The Recognise Bangladesh Rally at Trafalgar Square was the pinnacle of the London based movement. Attended by political dignitaries of the UK, representatives of the Mujibnagar Government, and activists of the Bangladesh movement, the event marked the joining of groups demanding that the world acknowledge the state of Bangladesh that was born through a bloodbath.
Thousands took part in the event on that Sunday, not only Bengalis, but also freedom loving people of all nationalities. The Rally organised by Action Bangladesh was not a spontaneous event, but one that was carefully planned.

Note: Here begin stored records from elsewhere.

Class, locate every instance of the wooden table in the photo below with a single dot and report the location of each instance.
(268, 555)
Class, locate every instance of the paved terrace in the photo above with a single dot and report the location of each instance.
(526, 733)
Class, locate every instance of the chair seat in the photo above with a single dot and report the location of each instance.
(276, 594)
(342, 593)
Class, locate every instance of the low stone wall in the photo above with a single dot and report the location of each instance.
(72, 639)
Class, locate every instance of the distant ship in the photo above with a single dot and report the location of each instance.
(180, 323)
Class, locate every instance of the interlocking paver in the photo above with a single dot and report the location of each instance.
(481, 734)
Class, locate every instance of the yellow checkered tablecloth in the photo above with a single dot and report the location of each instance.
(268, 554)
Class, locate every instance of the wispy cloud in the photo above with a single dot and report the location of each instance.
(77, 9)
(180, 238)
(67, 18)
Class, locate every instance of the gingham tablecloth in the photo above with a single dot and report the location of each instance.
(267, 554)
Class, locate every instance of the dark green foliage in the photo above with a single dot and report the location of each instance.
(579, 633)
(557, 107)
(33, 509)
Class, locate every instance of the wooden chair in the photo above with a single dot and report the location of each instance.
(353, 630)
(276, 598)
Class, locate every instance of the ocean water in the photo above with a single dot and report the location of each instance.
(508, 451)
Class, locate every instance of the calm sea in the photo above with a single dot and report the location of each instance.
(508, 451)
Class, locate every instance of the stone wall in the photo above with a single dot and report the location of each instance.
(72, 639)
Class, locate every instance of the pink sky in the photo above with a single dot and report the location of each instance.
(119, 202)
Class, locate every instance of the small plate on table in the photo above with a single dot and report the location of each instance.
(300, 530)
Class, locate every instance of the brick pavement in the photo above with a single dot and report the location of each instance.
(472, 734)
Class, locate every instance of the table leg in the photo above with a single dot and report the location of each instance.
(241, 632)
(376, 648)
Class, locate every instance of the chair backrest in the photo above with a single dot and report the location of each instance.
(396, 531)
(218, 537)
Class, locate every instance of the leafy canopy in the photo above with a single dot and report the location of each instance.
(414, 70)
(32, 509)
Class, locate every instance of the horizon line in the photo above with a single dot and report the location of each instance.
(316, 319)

Months of preparations and lobbying at the highest level took place, and through the success of the event the movement for the independence of Bangladesh gathered and unforeseen political momentum.
Until the independence of Bangladesh, the movement in London continued to maintain its bold stance, and generate pressure at the diplomatic level. The War ended on 16 December but the political struggle had now taken a new form — a movement to free Bangabandhu Sheikh Mujibur Rahman from the jail in Pakistan. It was as if, a battle was won but the war was not over!
The role played by the people in London in our struggle for freedom is significant in the sense that although it began as movement of political freedom for a single expat community, it finally become a struggle for the freedom loving people of the entire world.